Lodoco (colchicine) approval was based on a clinical trial with 5,522 patients with chronic coronary disease, which was published in Circulation in February 2022.
The FDA has approved Lodoco (colchicine) to reduce the risk of myocardial infarction (MI), stroke, coronary revascularization, and cardiovascular death in adult patients.1 Developed by Agepha Pharma, Lodoco is the first drug approved to target inflammation that is an underlying cause of atherosclerotic cardiovascular disease. It can be used alone or in combination with cholesterol-lowering medications.
Colchicine is a well-established molecule and generic colchicine that is used at high doses for the treatment of gout. Lodoco has been reformulated in a lower dose specifically for long-term use in cardiovascular disease patients. Lodoco 0.5 mg tablets are a once-daily tablet and will be available in the second half of 2023.
An exact price hasn’t been determined, but Antonia Riel-Kollmann, managing director of Agepha Pharma, told Formulary Watch that the pricing strategy will be focused on helping to ensure access to as many people as possible. “We’re planning to offer a patient assistance program to help ensure access to those patients who can’t afford Lodoco,” he said.
Inflammation plays a critical role in atherosclerotic cardiovascular disease (ASCVD), a condition where the arteries become narrowed and hardened due to the buildup of plaque, which can lead to heart attacks and strokes. An analysis of three studies recently published in The Lancet2 found that among patients receiving statins, inflammation was a stronger predictor for risk of future cardiovascular events and death than cholesterol assessed by low-density lipoprotein cholesterol.
“To treat coronary disease effectively, cardiologists must aggressively reduce inflammation and cholesterol. For appropriate patients already taking a statin, adding the anti-inflammatory drug colchicine at a dose of 0.5 mg daily has been proven to significantly lower risks of recurrent heart attack and stroke,” lead author of The Lancet paper Paul Ridker, M.D., MPH, professor of medicine, Harvard Medical School and director of the Center for Cardiovascular Disease Prevention, Brigham and Women’s Hospital, said in a press release.

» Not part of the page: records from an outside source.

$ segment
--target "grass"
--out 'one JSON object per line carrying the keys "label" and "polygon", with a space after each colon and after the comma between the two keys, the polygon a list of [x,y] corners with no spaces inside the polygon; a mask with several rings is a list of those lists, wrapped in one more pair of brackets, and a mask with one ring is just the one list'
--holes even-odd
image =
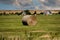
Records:
{"label": "grass", "polygon": [[37,15],[37,25],[24,26],[21,22],[22,16],[8,15],[0,16],[0,31],[60,31],[60,15]]}
{"label": "grass", "polygon": [[18,15],[0,16],[0,35],[20,35],[22,40],[40,40],[39,37],[45,34],[52,35],[52,38],[58,35],[60,37],[60,15],[37,15],[35,26],[24,26],[21,22],[22,17]]}

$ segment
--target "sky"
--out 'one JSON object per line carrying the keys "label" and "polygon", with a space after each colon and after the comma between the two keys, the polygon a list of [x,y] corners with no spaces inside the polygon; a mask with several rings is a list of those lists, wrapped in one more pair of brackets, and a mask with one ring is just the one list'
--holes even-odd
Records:
{"label": "sky", "polygon": [[0,10],[60,10],[60,0],[0,0]]}

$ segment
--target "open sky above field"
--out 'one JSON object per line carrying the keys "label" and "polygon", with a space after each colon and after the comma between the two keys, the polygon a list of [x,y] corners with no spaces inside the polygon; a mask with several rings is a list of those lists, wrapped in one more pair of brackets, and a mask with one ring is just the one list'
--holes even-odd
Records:
{"label": "open sky above field", "polygon": [[60,10],[60,0],[0,0],[0,10]]}

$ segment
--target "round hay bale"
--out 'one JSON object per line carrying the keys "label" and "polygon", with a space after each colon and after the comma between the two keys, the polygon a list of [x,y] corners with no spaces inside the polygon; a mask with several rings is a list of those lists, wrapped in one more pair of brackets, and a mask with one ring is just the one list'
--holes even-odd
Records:
{"label": "round hay bale", "polygon": [[37,20],[34,15],[25,15],[22,18],[23,25],[36,25]]}

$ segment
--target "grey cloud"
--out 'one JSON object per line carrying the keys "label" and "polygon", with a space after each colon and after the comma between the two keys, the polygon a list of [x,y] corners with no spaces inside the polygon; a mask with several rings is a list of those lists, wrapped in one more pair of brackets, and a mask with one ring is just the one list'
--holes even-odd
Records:
{"label": "grey cloud", "polygon": [[0,0],[0,3],[4,3],[4,4],[12,4],[14,2],[14,0]]}

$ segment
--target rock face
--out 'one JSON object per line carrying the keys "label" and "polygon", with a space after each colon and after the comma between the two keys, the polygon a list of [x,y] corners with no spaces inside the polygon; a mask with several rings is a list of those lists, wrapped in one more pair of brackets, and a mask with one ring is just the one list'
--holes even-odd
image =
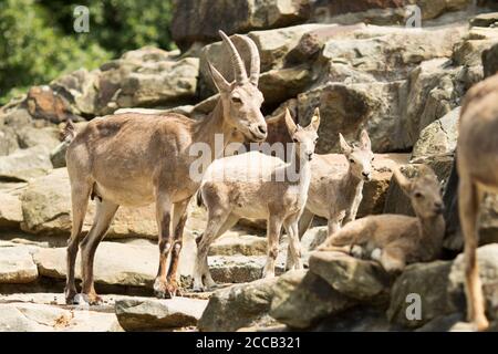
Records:
{"label": "rock face", "polygon": [[[486,301],[486,309],[491,320],[498,319],[498,244],[487,244],[477,249],[479,277]],[[453,311],[463,312],[465,309],[464,296],[464,256],[459,254],[452,266],[448,277],[449,308]]]}
{"label": "rock face", "polygon": [[458,107],[426,126],[413,147],[412,158],[452,154],[458,137],[459,115],[460,108]]}
{"label": "rock face", "polygon": [[38,145],[0,157],[0,179],[29,181],[52,169],[50,148]]}
{"label": "rock face", "polygon": [[38,278],[38,268],[24,247],[0,247],[0,283],[29,283]]}
{"label": "rock face", "polygon": [[117,321],[125,331],[159,330],[196,325],[206,300],[175,298],[169,300],[117,300]]}
{"label": "rock face", "polygon": [[335,291],[357,300],[372,300],[388,285],[382,267],[341,252],[313,252],[310,271],[325,280]]}
{"label": "rock face", "polygon": [[312,272],[295,275],[291,284],[290,290],[273,298],[270,310],[273,319],[290,327],[307,329],[354,304]]}
{"label": "rock face", "polygon": [[70,311],[35,303],[0,304],[0,331],[4,332],[118,332],[114,313]]}
{"label": "rock face", "polygon": [[[408,266],[391,290],[387,317],[407,327],[418,327],[440,315],[449,314],[448,275],[452,263],[436,261]],[[421,301],[421,317],[412,316],[412,304]]]}
{"label": "rock face", "polygon": [[303,272],[288,272],[280,278],[261,279],[214,292],[199,320],[199,330],[236,331],[271,322],[268,312],[272,299],[280,292],[293,289],[302,277]]}
{"label": "rock face", "polygon": [[[52,170],[49,175],[29,184],[21,196],[24,220],[22,229],[32,233],[68,236],[71,231],[71,187],[65,168]],[[93,222],[94,202],[89,202],[83,230]],[[107,237],[138,236],[157,238],[154,208],[120,208]]]}
{"label": "rock face", "polygon": [[183,49],[194,42],[218,40],[227,34],[302,23],[309,17],[308,0],[176,1],[172,34]]}

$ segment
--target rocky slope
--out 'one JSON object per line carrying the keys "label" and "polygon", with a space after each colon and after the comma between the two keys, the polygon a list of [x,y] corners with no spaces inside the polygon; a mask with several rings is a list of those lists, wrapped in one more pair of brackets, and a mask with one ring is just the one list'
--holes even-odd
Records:
{"label": "rocky slope", "polygon": [[[360,216],[411,215],[406,197],[391,181],[392,168],[422,162],[446,181],[461,98],[485,74],[498,70],[495,2],[478,1],[477,8],[471,2],[178,1],[172,30],[181,52],[127,52],[96,70],[81,69],[33,86],[1,107],[0,330],[461,330],[461,240],[446,240],[444,260],[412,264],[390,278],[374,262],[310,252],[312,240],[325,232],[320,221],[302,240],[307,270],[259,280],[264,231],[238,226],[210,251],[212,275],[226,285],[212,294],[186,291],[181,299],[154,300],[157,227],[152,207],[121,208],[96,252],[95,281],[97,291],[107,294],[104,305],[90,311],[63,305],[71,212],[64,152],[58,145],[68,118],[81,127],[120,108],[206,115],[216,100],[207,60],[231,76],[217,42],[221,25],[256,42],[268,117],[289,107],[305,124],[320,106],[319,153],[338,152],[339,132],[353,139],[362,128],[369,131],[377,158]],[[422,10],[421,29],[405,27],[414,4]],[[243,48],[240,51],[243,54]],[[404,171],[416,174],[416,166],[408,164]],[[498,198],[488,196],[484,207],[481,241],[494,243]],[[93,212],[91,206],[84,230]],[[205,222],[204,210],[191,205],[179,266],[186,289],[194,240]],[[280,249],[281,273],[284,237]],[[489,317],[496,320],[497,246],[483,246],[479,262]],[[407,295],[413,293],[421,295],[419,320],[406,316]]]}

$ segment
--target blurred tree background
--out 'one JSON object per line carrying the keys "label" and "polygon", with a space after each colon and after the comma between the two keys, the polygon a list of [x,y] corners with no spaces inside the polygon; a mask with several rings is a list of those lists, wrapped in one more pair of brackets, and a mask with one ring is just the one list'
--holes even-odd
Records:
{"label": "blurred tree background", "polygon": [[[90,9],[89,33],[74,32],[76,6]],[[172,13],[170,0],[1,0],[0,105],[31,85],[98,67],[128,50],[170,50]]]}

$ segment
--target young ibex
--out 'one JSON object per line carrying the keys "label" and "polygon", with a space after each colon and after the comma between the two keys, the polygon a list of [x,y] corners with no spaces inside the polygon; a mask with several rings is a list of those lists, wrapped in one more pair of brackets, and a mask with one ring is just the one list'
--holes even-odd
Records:
{"label": "young ibex", "polygon": [[[154,283],[157,296],[173,296],[178,288],[176,271],[186,221],[186,207],[199,181],[189,175],[193,144],[205,143],[215,156],[215,135],[222,134],[228,143],[235,131],[249,140],[262,142],[267,125],[260,112],[263,96],[258,90],[259,53],[247,37],[250,75],[231,40],[219,32],[234,66],[235,81],[229,83],[209,64],[219,100],[211,114],[193,121],[179,114],[120,114],[95,118],[73,136],[68,153],[71,180],[73,225],[68,246],[68,279],[65,298],[76,294],[74,263],[77,248],[82,250],[82,295],[90,303],[100,298],[93,287],[93,260],[117,208],[156,204],[159,229],[159,268]],[[69,125],[69,129],[71,126]],[[222,153],[222,152],[218,152]],[[94,223],[85,238],[81,229],[90,197],[97,197]],[[169,269],[166,259],[172,253]],[[167,277],[166,277],[167,275]]]}
{"label": "young ibex", "polygon": [[329,237],[318,250],[361,253],[378,261],[387,272],[401,271],[407,263],[437,259],[445,233],[440,186],[429,167],[421,165],[419,174],[409,180],[400,169],[394,170],[416,217],[385,214],[354,220]]}
{"label": "young ibex", "polygon": [[286,124],[294,150],[289,164],[278,157],[250,152],[218,159],[207,168],[198,197],[199,204],[204,202],[208,209],[208,222],[198,242],[194,290],[204,290],[204,284],[206,288],[215,285],[207,263],[209,244],[242,217],[267,219],[264,278],[274,277],[282,225],[289,237],[294,269],[302,268],[298,220],[307,202],[310,164],[320,125],[319,111],[315,110],[307,127],[297,126],[287,111]]}
{"label": "young ibex", "polygon": [[347,159],[347,170],[331,171],[325,160],[326,155],[317,155],[311,163],[313,174],[307,208],[299,221],[300,238],[309,228],[314,215],[328,219],[329,236],[356,218],[363,197],[363,184],[372,178],[374,154],[366,131],[362,131],[359,145],[350,146],[341,133],[339,140]]}
{"label": "young ibex", "polygon": [[479,205],[485,192],[498,192],[498,75],[469,90],[460,112],[457,143],[458,204],[465,239],[467,317],[477,330],[488,327],[479,279]]}

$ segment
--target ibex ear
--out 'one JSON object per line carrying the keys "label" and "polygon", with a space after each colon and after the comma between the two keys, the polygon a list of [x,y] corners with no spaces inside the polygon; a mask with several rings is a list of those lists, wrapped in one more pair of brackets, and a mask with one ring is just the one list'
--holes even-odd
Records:
{"label": "ibex ear", "polygon": [[350,144],[347,144],[347,142],[344,139],[344,137],[342,136],[341,133],[339,133],[339,144],[341,145],[341,150],[345,155],[349,155],[352,153],[353,148],[350,146]]}
{"label": "ibex ear", "polygon": [[320,126],[320,110],[319,107],[317,107],[314,108],[310,125],[308,125],[307,128],[312,128],[313,131],[318,132],[319,126]]}
{"label": "ibex ear", "polygon": [[294,119],[292,119],[292,116],[290,115],[289,108],[286,108],[286,126],[289,131],[290,136],[294,135],[295,131],[298,129]]}
{"label": "ibex ear", "polygon": [[230,84],[225,80],[224,75],[220,74],[218,70],[216,70],[215,66],[210,62],[208,62],[209,72],[212,77],[212,82],[216,85],[216,88],[218,88],[219,92],[228,92],[230,91]]}
{"label": "ibex ear", "polygon": [[412,190],[412,183],[408,178],[405,177],[405,175],[402,174],[398,167],[394,169],[394,178],[396,178],[397,184],[403,189],[405,194],[409,194]]}
{"label": "ibex ear", "polygon": [[372,143],[370,140],[369,133],[365,129],[363,129],[360,135],[360,146],[364,150],[372,150]]}

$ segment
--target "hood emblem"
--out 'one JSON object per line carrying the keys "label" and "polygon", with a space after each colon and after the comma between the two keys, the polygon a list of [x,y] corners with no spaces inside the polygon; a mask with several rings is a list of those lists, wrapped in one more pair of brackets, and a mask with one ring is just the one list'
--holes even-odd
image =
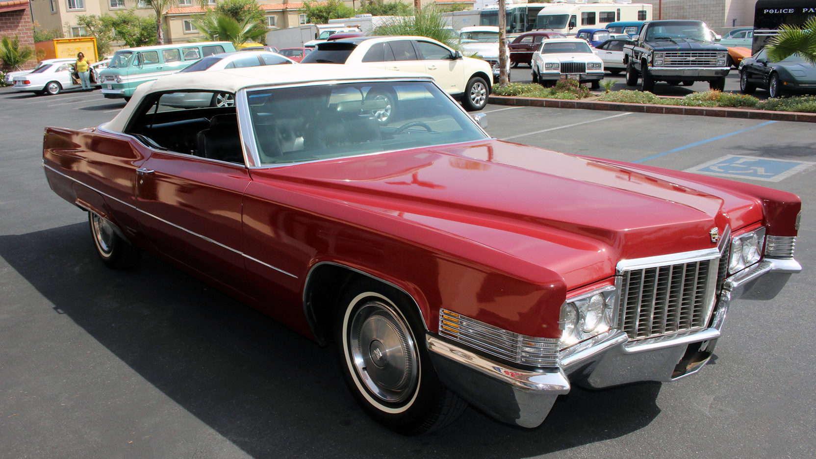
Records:
{"label": "hood emblem", "polygon": [[720,230],[716,229],[716,226],[712,228],[708,235],[712,237],[712,243],[716,243],[720,240]]}

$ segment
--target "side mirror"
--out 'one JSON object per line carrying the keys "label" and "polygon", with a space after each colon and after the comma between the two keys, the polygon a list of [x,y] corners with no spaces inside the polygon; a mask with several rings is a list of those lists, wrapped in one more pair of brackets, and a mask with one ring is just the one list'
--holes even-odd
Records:
{"label": "side mirror", "polygon": [[487,129],[487,114],[476,114],[472,115],[473,121],[482,129]]}

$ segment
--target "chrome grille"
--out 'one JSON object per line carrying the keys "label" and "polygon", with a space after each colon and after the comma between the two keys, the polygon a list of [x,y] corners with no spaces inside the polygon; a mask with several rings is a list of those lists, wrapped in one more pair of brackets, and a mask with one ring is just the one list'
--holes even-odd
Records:
{"label": "chrome grille", "polygon": [[663,66],[716,67],[716,52],[666,52]]}
{"label": "chrome grille", "polygon": [[703,328],[714,304],[718,265],[719,257],[623,271],[619,327],[630,340]]}
{"label": "chrome grille", "polygon": [[558,364],[558,340],[509,332],[447,310],[439,310],[439,334],[496,357],[537,367]]}
{"label": "chrome grille", "polygon": [[586,62],[561,62],[562,74],[585,74],[587,73]]}
{"label": "chrome grille", "polygon": [[766,236],[765,254],[774,258],[793,258],[796,236]]}

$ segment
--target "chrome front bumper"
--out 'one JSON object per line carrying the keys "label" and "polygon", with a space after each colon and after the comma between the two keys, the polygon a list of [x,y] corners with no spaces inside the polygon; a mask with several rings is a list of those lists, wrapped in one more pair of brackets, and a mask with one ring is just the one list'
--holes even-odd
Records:
{"label": "chrome front bumper", "polygon": [[731,301],[773,298],[800,270],[793,259],[765,259],[725,281],[707,328],[633,342],[612,330],[571,349],[557,368],[513,368],[434,333],[426,336],[428,349],[440,379],[468,403],[503,422],[535,427],[572,383],[602,388],[697,372],[711,358]]}

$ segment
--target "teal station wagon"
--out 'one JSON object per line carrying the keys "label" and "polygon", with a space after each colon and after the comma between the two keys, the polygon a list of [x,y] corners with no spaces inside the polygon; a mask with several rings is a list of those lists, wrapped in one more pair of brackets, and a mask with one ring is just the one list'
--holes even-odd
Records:
{"label": "teal station wagon", "polygon": [[126,48],[116,51],[108,68],[100,72],[106,99],[129,100],[136,87],[175,74],[202,57],[234,51],[229,42],[199,42]]}

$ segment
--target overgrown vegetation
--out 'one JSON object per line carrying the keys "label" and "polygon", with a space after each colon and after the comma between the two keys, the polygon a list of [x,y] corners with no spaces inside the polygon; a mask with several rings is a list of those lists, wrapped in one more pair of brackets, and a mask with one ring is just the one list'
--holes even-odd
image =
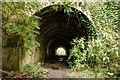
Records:
{"label": "overgrown vegetation", "polygon": [[33,64],[26,64],[24,70],[33,78],[45,78],[48,72],[46,69]]}
{"label": "overgrown vegetation", "polygon": [[[19,36],[25,51],[32,51],[39,43],[35,40],[38,34],[38,17],[33,14],[37,3],[3,2],[2,21],[4,35]],[[4,36],[3,36],[4,37]]]}
{"label": "overgrown vegetation", "polygon": [[89,69],[95,77],[119,77],[118,3],[102,2],[90,6],[98,37],[74,39],[68,63],[74,70]]}
{"label": "overgrown vegetation", "polygon": [[[44,5],[35,2],[3,2],[2,25],[4,34],[19,36],[19,41],[23,41],[24,49],[33,51],[39,46],[35,40],[39,29],[38,17],[33,14]],[[120,77],[120,44],[118,44],[119,28],[119,3],[118,2],[96,2],[96,3],[71,3],[54,2],[52,4],[62,4],[89,10],[97,32],[97,38],[92,37],[88,41],[85,38],[74,39],[71,43],[72,49],[68,63],[75,71],[89,69],[94,71],[94,76],[98,77]],[[67,14],[70,12],[68,11]],[[89,28],[93,30],[92,28]],[[18,44],[19,45],[19,44]],[[26,65],[24,68],[33,77],[45,77],[47,71],[38,66]],[[93,76],[92,76],[93,77]]]}

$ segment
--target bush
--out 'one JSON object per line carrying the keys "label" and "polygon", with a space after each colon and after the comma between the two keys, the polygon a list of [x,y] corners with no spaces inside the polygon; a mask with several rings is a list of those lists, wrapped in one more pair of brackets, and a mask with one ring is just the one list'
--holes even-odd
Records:
{"label": "bush", "polygon": [[[106,39],[105,39],[106,40]],[[104,42],[105,42],[104,40]],[[118,47],[117,44],[108,46],[101,39],[85,41],[84,38],[74,39],[71,43],[73,46],[70,50],[68,64],[74,70],[93,70],[99,72],[101,69],[107,69],[109,76],[118,74]]]}
{"label": "bush", "polygon": [[41,68],[37,65],[27,64],[24,66],[24,70],[31,76],[37,78],[45,78],[46,73],[48,72],[46,69]]}

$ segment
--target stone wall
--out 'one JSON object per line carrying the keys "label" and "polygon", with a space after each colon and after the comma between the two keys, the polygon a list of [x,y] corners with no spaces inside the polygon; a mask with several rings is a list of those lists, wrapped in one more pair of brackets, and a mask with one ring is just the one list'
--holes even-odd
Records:
{"label": "stone wall", "polygon": [[37,48],[33,53],[24,52],[22,46],[17,46],[18,37],[3,37],[2,46],[2,69],[21,70],[28,63],[36,64],[41,62],[42,55]]}

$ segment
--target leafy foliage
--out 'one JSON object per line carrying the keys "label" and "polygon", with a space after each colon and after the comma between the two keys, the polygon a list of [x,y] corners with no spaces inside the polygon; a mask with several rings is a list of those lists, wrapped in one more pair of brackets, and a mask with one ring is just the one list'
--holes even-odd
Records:
{"label": "leafy foliage", "polygon": [[45,78],[46,73],[48,72],[46,69],[41,68],[40,66],[37,65],[32,65],[32,64],[26,64],[24,66],[24,70],[32,77],[37,77],[37,78]]}
{"label": "leafy foliage", "polygon": [[[95,76],[102,70],[104,77],[119,75],[118,3],[87,4],[94,20],[97,38],[74,39],[68,63],[75,70],[90,69]],[[103,72],[104,71],[104,72]]]}
{"label": "leafy foliage", "polygon": [[[3,30],[7,35],[19,36],[24,50],[34,50],[38,46],[35,35],[38,34],[38,17],[34,16],[35,3],[3,2]],[[18,44],[19,45],[19,44]]]}

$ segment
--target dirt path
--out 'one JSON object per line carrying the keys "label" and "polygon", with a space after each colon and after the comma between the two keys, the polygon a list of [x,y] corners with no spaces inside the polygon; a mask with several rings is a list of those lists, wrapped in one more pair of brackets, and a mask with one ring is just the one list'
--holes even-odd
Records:
{"label": "dirt path", "polygon": [[67,78],[68,76],[68,66],[64,62],[52,60],[46,62],[43,67],[48,70],[47,78]]}

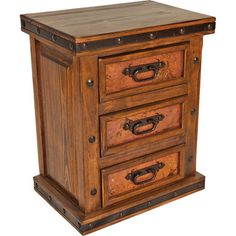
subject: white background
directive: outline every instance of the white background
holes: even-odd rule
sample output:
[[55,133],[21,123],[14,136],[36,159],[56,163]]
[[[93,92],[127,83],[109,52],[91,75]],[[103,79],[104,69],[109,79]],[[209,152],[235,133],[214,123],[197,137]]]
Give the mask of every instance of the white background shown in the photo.
[[[206,190],[94,233],[96,236],[236,235],[236,50],[234,1],[161,0],[217,17],[205,36],[198,136]],[[119,0],[8,0],[0,7],[0,235],[78,235],[33,191],[38,174],[28,35],[19,14],[95,6]]]

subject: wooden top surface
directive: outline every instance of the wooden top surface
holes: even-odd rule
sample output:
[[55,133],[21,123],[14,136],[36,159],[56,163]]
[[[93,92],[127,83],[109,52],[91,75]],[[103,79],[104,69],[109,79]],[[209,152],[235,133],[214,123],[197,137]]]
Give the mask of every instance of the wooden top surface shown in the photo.
[[197,22],[208,18],[213,20],[213,17],[208,15],[153,1],[26,14],[23,16],[75,39],[182,22]]

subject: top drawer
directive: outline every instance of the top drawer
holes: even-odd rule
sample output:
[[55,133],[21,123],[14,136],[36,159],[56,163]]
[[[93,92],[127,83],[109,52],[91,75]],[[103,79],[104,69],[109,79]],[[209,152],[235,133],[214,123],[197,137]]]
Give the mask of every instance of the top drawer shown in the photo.
[[186,82],[188,44],[99,59],[100,100]]

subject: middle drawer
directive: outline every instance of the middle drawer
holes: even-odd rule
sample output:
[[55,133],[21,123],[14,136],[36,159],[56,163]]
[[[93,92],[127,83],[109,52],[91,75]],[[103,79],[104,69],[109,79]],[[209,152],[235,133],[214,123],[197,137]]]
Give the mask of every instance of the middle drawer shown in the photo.
[[[184,133],[186,96],[100,117],[101,156],[141,149]],[[152,151],[152,150],[150,150]]]

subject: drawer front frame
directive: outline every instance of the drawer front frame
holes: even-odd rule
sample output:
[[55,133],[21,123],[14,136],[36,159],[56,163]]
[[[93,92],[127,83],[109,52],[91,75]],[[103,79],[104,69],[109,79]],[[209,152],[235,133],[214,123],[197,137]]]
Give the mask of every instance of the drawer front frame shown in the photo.
[[[165,160],[165,158],[168,158],[170,155],[178,153],[178,173],[176,175],[167,177],[166,179],[161,179],[160,181],[154,181],[146,184],[142,184],[135,186],[134,189],[130,189],[126,192],[120,193],[118,195],[110,196],[109,194],[109,175],[117,172],[121,172],[126,169],[130,169],[132,167],[137,167],[138,165],[145,164],[145,162],[150,161],[158,161],[159,159]],[[152,153],[149,155],[146,155],[144,157],[141,157],[136,160],[128,161],[119,165],[115,165],[106,169],[103,169],[101,171],[102,176],[102,205],[103,207],[111,205],[115,202],[122,201],[124,199],[134,197],[138,194],[142,194],[147,191],[151,191],[152,189],[158,189],[163,186],[172,184],[178,180],[181,180],[184,178],[184,161],[185,161],[185,152],[184,152],[184,145],[180,145],[174,148],[170,148],[165,151],[161,151],[158,153]],[[165,161],[163,161],[165,162]],[[165,167],[164,167],[165,168]],[[158,175],[158,173],[157,173]],[[130,181],[125,179],[125,181]]]
[[[123,152],[124,150],[126,152],[132,151],[132,150],[141,150],[143,148],[143,146],[147,145],[147,144],[152,144],[155,143],[156,147],[158,146],[158,142],[160,142],[163,139],[168,139],[174,136],[179,136],[179,135],[183,135],[185,133],[185,120],[186,120],[186,103],[187,103],[187,96],[182,96],[179,98],[174,98],[174,99],[170,99],[166,102],[160,102],[157,104],[148,104],[145,107],[141,107],[141,108],[133,108],[131,110],[127,110],[127,111],[121,111],[121,112],[116,112],[113,113],[111,115],[104,115],[104,116],[100,116],[100,134],[101,134],[101,157],[104,158],[109,158],[109,156],[114,155],[116,153],[119,152]],[[148,109],[161,109],[161,108],[165,108],[165,107],[169,107],[169,106],[173,106],[175,104],[181,104],[181,110],[180,110],[180,116],[181,116],[181,126],[177,127],[177,128],[173,128],[170,130],[165,130],[163,132],[157,133],[157,134],[153,134],[150,136],[143,136],[142,138],[127,142],[127,143],[123,143],[117,146],[112,146],[112,147],[108,147],[107,144],[107,122],[109,121],[113,121],[115,119],[119,119],[119,118],[124,118],[124,117],[128,117],[129,115],[133,115],[133,114],[137,114],[140,113],[142,111],[148,111]],[[125,131],[124,131],[125,132]],[[151,153],[153,150],[150,149],[148,153]]]
[[[127,88],[121,91],[108,93],[107,92],[107,85],[106,85],[106,65],[111,63],[117,63],[119,64],[122,62],[125,62],[127,60],[133,60],[135,59],[142,59],[147,57],[153,57],[153,56],[160,56],[168,53],[174,53],[177,51],[184,51],[184,59],[183,59],[183,76],[172,78],[168,80],[161,79],[160,81],[150,83],[143,83],[137,82],[137,87]],[[100,95],[100,102],[106,102],[109,100],[114,100],[126,96],[131,96],[135,94],[145,93],[148,91],[153,91],[156,89],[162,89],[167,88],[171,86],[176,86],[182,83],[186,83],[189,77],[189,70],[187,66],[187,61],[189,57],[189,42],[182,42],[178,45],[166,45],[159,48],[149,48],[144,51],[140,52],[131,52],[127,53],[125,55],[117,55],[117,56],[108,56],[99,58],[99,95]],[[163,68],[164,69],[164,68]],[[122,73],[121,73],[122,76]],[[127,77],[127,79],[131,79]]]

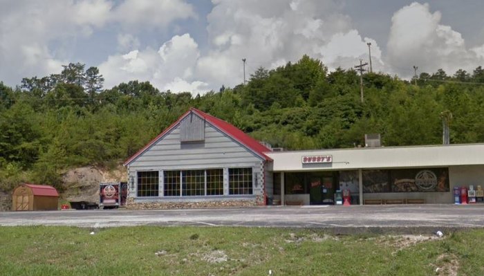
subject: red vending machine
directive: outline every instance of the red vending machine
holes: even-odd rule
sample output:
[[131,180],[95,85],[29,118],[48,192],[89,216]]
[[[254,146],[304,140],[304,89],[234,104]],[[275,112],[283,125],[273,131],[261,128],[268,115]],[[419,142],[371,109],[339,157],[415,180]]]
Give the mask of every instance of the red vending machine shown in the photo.
[[467,204],[467,188],[460,187],[460,204]]

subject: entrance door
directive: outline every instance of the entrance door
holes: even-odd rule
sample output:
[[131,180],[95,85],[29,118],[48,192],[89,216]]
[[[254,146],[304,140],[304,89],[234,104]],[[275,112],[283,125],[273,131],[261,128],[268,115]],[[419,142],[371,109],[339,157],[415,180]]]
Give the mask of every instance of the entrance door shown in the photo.
[[323,203],[322,187],[320,177],[310,177],[309,200],[310,204]]
[[17,196],[17,211],[28,211],[28,194],[19,194]]

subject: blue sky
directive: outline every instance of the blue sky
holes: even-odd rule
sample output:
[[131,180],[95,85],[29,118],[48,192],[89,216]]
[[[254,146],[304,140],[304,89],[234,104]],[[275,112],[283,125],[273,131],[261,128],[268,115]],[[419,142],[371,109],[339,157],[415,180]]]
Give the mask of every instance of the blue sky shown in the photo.
[[97,66],[105,87],[131,80],[204,93],[304,54],[333,70],[368,59],[407,78],[484,65],[484,1],[467,0],[0,0],[0,81]]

The approval was based on a clinical trial with 5,522 patients with chronic coronary disease, which was published in Circulation in February 2022. In the trial, Lodoco was found to significantly reduce the overall risk of cardiovascular death, spontaneous myocardial infarction, ischemic stroke, or ischemia-driven coronary revascularization by 31% in comparison with the placebo group. Over five years, Lodoco produced a consistent reduction in major cardiovascular events.